4.6.2. Real-Time Detection Feasibility

Real-time anomaly detection in 5G networks requires that anomalous flows be identified within milliseconds to seconds. This can be achieved using three key strategies:

1.: Efficient Model Design:
By employing bidirectional temporal encoding with attention and a reduced parameter count, BiTAD minimizes inference latency. Similar deep learning architectures, such as ScalaDetect-5G [36], have achieved F1 > 99% while supporting real-time deployment through feature compression and model optimization.
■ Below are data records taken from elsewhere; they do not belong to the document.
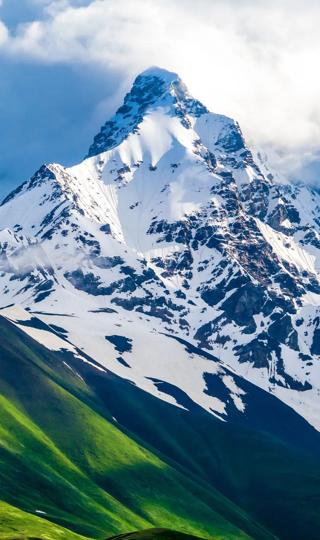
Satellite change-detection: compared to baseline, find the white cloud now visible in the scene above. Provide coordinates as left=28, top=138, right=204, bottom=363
left=0, top=0, right=320, bottom=181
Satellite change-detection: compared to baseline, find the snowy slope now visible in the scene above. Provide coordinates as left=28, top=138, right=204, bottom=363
left=0, top=68, right=320, bottom=429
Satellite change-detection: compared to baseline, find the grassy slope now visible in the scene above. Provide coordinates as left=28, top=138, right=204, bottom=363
left=0, top=502, right=84, bottom=540
left=109, top=529, right=208, bottom=540
left=0, top=320, right=271, bottom=539
left=0, top=319, right=320, bottom=540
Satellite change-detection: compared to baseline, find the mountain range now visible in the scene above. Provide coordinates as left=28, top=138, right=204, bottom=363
left=0, top=68, right=320, bottom=540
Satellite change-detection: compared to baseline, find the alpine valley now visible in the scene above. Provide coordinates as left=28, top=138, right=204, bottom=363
left=0, top=68, right=320, bottom=540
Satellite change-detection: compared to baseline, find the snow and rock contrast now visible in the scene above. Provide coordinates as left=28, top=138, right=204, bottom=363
left=0, top=68, right=320, bottom=429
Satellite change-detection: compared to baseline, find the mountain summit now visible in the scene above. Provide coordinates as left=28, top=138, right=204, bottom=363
left=0, top=68, right=320, bottom=436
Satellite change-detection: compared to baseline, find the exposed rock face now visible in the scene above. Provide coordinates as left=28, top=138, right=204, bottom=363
left=0, top=68, right=320, bottom=428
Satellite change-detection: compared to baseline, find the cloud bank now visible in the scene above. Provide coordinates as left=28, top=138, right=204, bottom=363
left=0, top=0, right=320, bottom=192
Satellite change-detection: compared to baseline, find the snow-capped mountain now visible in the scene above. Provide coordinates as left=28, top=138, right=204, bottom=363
left=0, top=68, right=320, bottom=430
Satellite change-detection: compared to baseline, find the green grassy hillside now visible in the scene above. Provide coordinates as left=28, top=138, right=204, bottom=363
left=0, top=318, right=320, bottom=540
left=0, top=321, right=269, bottom=539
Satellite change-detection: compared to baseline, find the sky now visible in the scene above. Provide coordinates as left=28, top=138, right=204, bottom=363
left=0, top=0, right=320, bottom=197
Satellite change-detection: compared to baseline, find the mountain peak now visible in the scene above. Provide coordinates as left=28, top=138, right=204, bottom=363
left=86, top=67, right=209, bottom=157
left=135, top=66, right=182, bottom=85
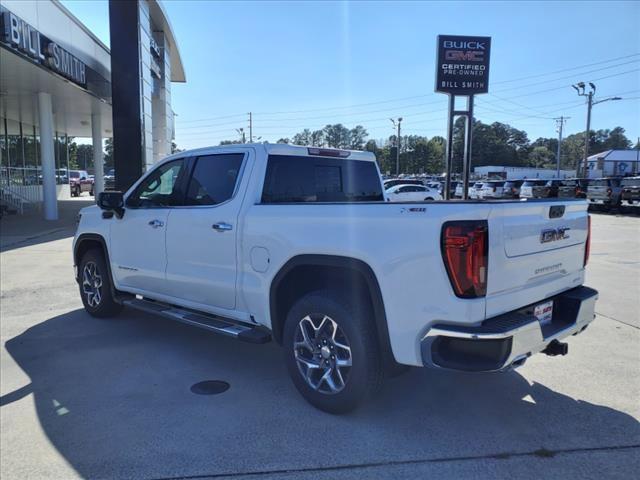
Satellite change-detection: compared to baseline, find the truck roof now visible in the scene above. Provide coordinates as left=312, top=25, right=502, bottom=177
left=162, top=142, right=376, bottom=162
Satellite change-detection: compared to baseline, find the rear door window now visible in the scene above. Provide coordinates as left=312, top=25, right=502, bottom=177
left=262, top=155, right=384, bottom=203
left=184, top=153, right=244, bottom=205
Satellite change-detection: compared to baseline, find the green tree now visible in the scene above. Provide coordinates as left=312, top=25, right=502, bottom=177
left=171, top=140, right=184, bottom=153
left=291, top=128, right=312, bottom=146
left=349, top=125, right=369, bottom=150
left=311, top=130, right=325, bottom=147
left=529, top=146, right=556, bottom=168
left=323, top=123, right=350, bottom=148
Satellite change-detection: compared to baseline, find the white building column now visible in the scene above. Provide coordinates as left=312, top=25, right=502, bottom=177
left=91, top=113, right=104, bottom=201
left=38, top=92, right=58, bottom=220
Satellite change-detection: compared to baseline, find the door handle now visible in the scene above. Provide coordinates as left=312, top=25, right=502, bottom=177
left=149, top=220, right=164, bottom=228
left=211, top=222, right=233, bottom=232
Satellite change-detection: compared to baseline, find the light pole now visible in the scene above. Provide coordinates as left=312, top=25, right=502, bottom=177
left=571, top=82, right=622, bottom=178
left=554, top=116, right=577, bottom=178
left=389, top=117, right=402, bottom=175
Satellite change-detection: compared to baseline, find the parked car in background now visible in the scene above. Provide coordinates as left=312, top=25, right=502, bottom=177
left=520, top=180, right=547, bottom=198
left=587, top=177, right=622, bottom=208
left=69, top=170, right=93, bottom=197
left=104, top=168, right=116, bottom=190
left=383, top=178, right=424, bottom=190
left=386, top=185, right=442, bottom=202
left=469, top=182, right=482, bottom=200
left=478, top=180, right=505, bottom=198
left=532, top=180, right=561, bottom=198
left=621, top=177, right=640, bottom=205
left=440, top=181, right=460, bottom=198
left=558, top=178, right=590, bottom=198
left=502, top=180, right=524, bottom=198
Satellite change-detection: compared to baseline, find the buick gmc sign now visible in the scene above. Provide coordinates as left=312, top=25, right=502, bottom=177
left=436, top=35, right=491, bottom=95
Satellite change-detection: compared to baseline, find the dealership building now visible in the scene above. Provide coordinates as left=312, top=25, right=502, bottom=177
left=0, top=0, right=185, bottom=220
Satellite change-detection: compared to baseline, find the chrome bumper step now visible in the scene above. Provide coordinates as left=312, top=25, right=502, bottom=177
left=122, top=298, right=271, bottom=343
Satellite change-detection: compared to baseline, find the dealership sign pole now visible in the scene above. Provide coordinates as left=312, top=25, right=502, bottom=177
left=435, top=35, right=491, bottom=200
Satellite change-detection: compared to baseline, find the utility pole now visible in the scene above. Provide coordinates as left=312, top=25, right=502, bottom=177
left=571, top=82, right=622, bottom=178
left=554, top=116, right=578, bottom=178
left=389, top=117, right=402, bottom=175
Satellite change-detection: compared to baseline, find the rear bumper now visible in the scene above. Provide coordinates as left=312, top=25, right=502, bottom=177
left=420, top=287, right=598, bottom=372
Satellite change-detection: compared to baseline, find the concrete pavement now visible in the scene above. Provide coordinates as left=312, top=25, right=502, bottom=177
left=0, top=208, right=640, bottom=479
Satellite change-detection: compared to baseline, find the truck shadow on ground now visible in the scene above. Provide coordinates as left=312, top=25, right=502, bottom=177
left=1, top=310, right=640, bottom=478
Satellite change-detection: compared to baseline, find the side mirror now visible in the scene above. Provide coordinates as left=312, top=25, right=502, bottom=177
left=98, top=191, right=124, bottom=218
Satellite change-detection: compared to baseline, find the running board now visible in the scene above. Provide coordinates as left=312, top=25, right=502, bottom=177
left=122, top=298, right=271, bottom=343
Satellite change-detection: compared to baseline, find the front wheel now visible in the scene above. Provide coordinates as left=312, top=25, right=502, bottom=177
left=283, top=290, right=383, bottom=413
left=78, top=248, right=122, bottom=318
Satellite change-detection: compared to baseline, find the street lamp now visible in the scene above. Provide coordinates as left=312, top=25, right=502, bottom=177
left=571, top=82, right=622, bottom=178
left=389, top=117, right=402, bottom=175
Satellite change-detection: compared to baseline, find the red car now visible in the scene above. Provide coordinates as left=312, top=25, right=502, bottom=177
left=69, top=170, right=93, bottom=197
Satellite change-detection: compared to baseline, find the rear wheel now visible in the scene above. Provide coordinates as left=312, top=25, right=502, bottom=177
left=283, top=290, right=383, bottom=413
left=78, top=248, right=122, bottom=318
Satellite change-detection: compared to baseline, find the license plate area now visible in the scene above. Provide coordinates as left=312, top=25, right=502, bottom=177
left=533, top=300, right=553, bottom=327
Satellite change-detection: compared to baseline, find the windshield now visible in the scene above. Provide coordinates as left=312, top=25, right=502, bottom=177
left=591, top=178, right=610, bottom=187
left=620, top=178, right=640, bottom=187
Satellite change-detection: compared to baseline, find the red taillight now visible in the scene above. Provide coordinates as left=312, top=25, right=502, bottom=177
left=442, top=220, right=489, bottom=298
left=584, top=215, right=591, bottom=267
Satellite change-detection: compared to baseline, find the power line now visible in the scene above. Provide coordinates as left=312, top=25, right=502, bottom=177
left=491, top=53, right=640, bottom=85
left=179, top=53, right=640, bottom=123
left=494, top=59, right=640, bottom=93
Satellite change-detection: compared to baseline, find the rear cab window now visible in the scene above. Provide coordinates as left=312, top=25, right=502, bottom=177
left=621, top=177, right=640, bottom=187
left=262, top=155, right=384, bottom=203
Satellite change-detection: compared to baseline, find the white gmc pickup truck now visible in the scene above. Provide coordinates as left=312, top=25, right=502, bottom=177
left=73, top=144, right=597, bottom=412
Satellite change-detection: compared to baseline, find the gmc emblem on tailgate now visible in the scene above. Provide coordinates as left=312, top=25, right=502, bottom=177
left=540, top=227, right=571, bottom=243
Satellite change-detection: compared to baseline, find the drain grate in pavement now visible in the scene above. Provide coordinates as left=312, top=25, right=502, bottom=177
left=191, top=380, right=229, bottom=395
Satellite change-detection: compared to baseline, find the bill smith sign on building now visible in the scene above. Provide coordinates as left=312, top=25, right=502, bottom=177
left=436, top=35, right=491, bottom=95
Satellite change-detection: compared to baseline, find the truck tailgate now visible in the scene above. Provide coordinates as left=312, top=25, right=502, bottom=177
left=486, top=200, right=588, bottom=317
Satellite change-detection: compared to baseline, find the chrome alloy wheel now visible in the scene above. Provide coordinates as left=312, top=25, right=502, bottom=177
left=82, top=262, right=102, bottom=307
left=293, top=315, right=351, bottom=394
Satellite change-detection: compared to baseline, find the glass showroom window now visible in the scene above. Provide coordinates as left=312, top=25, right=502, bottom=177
left=7, top=120, right=24, bottom=185
left=22, top=123, right=40, bottom=185
left=0, top=117, right=9, bottom=185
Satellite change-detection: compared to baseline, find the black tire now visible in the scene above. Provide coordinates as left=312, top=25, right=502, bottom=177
left=78, top=248, right=122, bottom=318
left=283, top=290, right=384, bottom=413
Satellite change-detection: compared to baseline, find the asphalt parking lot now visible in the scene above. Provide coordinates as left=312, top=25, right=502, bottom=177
left=0, top=207, right=640, bottom=479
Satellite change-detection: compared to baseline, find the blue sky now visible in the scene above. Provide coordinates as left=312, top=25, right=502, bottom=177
left=63, top=0, right=640, bottom=148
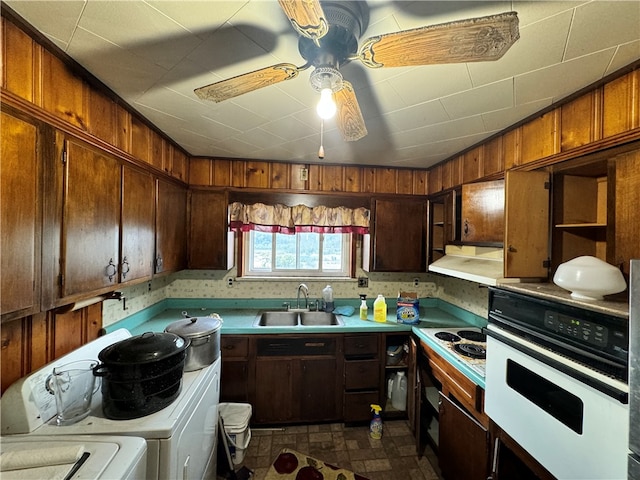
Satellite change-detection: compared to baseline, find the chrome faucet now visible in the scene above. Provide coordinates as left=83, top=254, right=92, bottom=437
left=296, top=283, right=309, bottom=309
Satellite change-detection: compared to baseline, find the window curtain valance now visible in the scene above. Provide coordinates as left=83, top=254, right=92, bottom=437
left=229, top=202, right=369, bottom=234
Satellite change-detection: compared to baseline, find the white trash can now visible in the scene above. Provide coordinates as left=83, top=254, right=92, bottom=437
left=218, top=403, right=252, bottom=465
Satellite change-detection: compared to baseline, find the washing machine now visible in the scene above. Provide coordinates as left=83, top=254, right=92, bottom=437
left=0, top=435, right=147, bottom=480
left=0, top=329, right=221, bottom=480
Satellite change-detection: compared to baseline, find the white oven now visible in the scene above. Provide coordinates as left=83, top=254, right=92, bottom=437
left=0, top=329, right=221, bottom=480
left=485, top=289, right=629, bottom=480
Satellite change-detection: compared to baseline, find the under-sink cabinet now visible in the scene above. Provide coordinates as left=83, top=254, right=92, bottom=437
left=249, top=335, right=342, bottom=424
left=220, top=332, right=417, bottom=425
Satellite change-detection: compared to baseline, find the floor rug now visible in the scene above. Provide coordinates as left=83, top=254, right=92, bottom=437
left=264, top=448, right=368, bottom=480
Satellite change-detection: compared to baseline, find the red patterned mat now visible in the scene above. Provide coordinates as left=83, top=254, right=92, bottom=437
left=264, top=448, right=368, bottom=480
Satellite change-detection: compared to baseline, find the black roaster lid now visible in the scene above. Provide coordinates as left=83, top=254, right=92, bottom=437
left=98, top=332, right=191, bottom=365
left=164, top=315, right=222, bottom=338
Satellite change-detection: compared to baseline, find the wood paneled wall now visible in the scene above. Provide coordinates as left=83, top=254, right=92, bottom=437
left=0, top=16, right=189, bottom=182
left=189, top=157, right=428, bottom=195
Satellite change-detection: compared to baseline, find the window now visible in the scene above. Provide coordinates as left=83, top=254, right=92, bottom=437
left=243, top=230, right=352, bottom=277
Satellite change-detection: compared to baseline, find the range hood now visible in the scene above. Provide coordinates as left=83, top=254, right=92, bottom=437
left=429, top=245, right=521, bottom=285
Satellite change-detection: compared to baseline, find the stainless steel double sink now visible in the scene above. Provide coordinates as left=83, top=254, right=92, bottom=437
left=253, top=310, right=344, bottom=327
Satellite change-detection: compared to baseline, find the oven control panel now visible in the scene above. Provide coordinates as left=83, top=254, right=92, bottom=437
left=544, top=310, right=609, bottom=348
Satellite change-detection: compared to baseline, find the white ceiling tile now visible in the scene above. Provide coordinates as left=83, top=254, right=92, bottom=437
left=566, top=0, right=640, bottom=60
left=390, top=64, right=472, bottom=105
left=482, top=97, right=553, bottom=131
left=440, top=78, right=515, bottom=119
left=515, top=49, right=614, bottom=105
left=68, top=28, right=166, bottom=99
left=3, top=0, right=640, bottom=168
left=469, top=10, right=572, bottom=86
left=2, top=0, right=86, bottom=50
left=146, top=0, right=247, bottom=35
left=383, top=100, right=451, bottom=132
left=605, top=40, right=640, bottom=75
left=512, top=0, right=592, bottom=28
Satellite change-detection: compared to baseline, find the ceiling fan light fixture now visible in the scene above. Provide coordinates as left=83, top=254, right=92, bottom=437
left=309, top=67, right=342, bottom=92
left=316, top=88, right=336, bottom=120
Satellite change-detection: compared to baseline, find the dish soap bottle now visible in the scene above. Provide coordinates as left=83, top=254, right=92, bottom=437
left=369, top=403, right=382, bottom=440
left=360, top=294, right=368, bottom=320
left=322, top=285, right=334, bottom=312
left=373, top=294, right=387, bottom=323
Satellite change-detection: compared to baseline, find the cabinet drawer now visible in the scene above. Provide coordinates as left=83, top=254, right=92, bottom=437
left=344, top=390, right=380, bottom=422
left=220, top=335, right=249, bottom=358
left=344, top=359, right=380, bottom=390
left=344, top=335, right=378, bottom=356
left=257, top=335, right=336, bottom=357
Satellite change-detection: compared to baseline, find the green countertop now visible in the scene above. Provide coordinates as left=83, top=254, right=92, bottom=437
left=104, top=298, right=486, bottom=388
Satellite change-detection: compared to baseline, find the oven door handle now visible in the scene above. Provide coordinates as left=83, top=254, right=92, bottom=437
left=482, top=328, right=629, bottom=405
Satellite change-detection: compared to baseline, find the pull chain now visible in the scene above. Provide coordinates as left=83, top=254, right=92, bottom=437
left=318, top=119, right=324, bottom=160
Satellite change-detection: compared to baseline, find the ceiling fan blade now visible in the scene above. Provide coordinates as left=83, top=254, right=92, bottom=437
left=358, top=12, right=520, bottom=68
left=334, top=80, right=367, bottom=142
left=278, top=0, right=329, bottom=43
left=193, top=63, right=307, bottom=102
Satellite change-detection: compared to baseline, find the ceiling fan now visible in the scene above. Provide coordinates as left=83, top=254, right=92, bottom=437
left=194, top=0, right=520, bottom=141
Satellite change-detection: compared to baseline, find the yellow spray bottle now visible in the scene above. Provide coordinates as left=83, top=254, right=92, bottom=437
left=369, top=403, right=382, bottom=440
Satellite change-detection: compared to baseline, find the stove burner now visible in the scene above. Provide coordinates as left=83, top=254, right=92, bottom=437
left=435, top=332, right=460, bottom=342
left=453, top=343, right=486, bottom=358
left=458, top=330, right=487, bottom=342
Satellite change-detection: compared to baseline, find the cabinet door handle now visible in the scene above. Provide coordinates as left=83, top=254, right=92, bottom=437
left=105, top=258, right=118, bottom=282
left=120, top=257, right=131, bottom=280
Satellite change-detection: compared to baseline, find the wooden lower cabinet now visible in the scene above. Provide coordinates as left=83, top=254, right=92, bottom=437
left=220, top=335, right=249, bottom=403
left=250, top=335, right=342, bottom=424
left=438, top=393, right=489, bottom=480
left=252, top=358, right=300, bottom=423
left=342, top=334, right=384, bottom=423
left=415, top=342, right=491, bottom=480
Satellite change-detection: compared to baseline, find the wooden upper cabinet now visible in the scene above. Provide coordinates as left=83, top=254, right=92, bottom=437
left=120, top=165, right=155, bottom=282
left=520, top=109, right=560, bottom=165
left=363, top=198, right=427, bottom=272
left=607, top=149, right=640, bottom=275
left=155, top=179, right=187, bottom=273
left=60, top=139, right=120, bottom=297
left=0, top=111, right=42, bottom=318
left=461, top=180, right=504, bottom=243
left=189, top=190, right=233, bottom=270
left=504, top=171, right=550, bottom=278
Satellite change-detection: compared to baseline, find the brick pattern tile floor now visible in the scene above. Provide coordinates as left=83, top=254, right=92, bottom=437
left=222, top=420, right=441, bottom=480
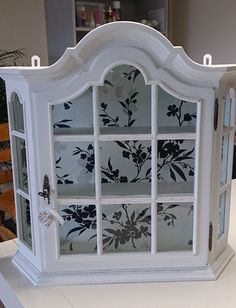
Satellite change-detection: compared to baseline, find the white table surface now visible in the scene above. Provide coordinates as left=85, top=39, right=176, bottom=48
left=0, top=180, right=236, bottom=308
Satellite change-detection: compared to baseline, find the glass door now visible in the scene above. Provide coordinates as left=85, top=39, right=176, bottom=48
left=51, top=65, right=200, bottom=256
2.: Edge and Hierarchical Deployment:
Locating detection instances at MEC nodes or near the RAN layer reduces data transmission delay and allows faster decision-making. Azkaei et al. [35] demonstrated that ML-based anomaly detectors deployed at the edge can operate efficiently within O-RAN’s near-real-time (≈1 s) control loop, validating the practicality of such designs.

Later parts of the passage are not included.